We was quiet a spell.

“It is,” I said.

“Well,” he said, “that's a grief to me.” His hands clenched the steering wheel, then unclenched. “Miss Melia, I would like you to know I didn't have nothing to do with this last business.”

“I know that, Mr. Goggins.”

He nodded. Breathed in and breathed out. “I've also been asked to hand something over to you.”

He reached toward the passenger seat and brought up a brown kraft envelope. Next thing I knew, it was resting in my hands.

“You may want to check,” he said, “just to be on the safe side.”

Sure enough, every last mug shot of Hiram Watts was there. In a neat stack, fastened with a paper clip.

“They're yours,” I heard Tom Goggins say. “Courtesy of Mrs. Blevins. To do with as you will.”

I started to speak, but something stuck in my throat. So I took a breather and tried again.

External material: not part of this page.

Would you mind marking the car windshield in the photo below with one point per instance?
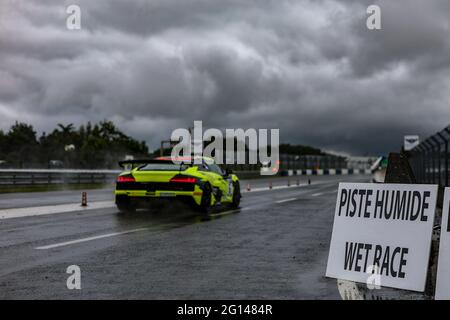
(163, 167)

“You be sure to thank Mrs. Blevins for me, will you?”

“I will.”

“Tell her to stop by anytime she likes.”

“She said the same 'bout you. She happened to notice you enjoyed her lemonade.”

“That I did,” I said.

He reached into his pocket and pulled out a Zippo lighter. Set it in my palm and closed my fingers round it. “I reckon there needs to be another fire,” he said.

“You may be right.”

“I won't never call us even.”

“We're even.”

I give him half of a wave, he give me the other half. The car pulled away, slow as a milk wagon.

In the end, the only hard part was finding someplace I wouldn't be seen. I had to cross the road and then head east for a spell. I set the envelope on the gravel, and then I lit each corner. The day was humid, but the envelope caught straight off. In less than minute, it was a pile of ash. I give a kick, and the ash scattered in soggy clumps.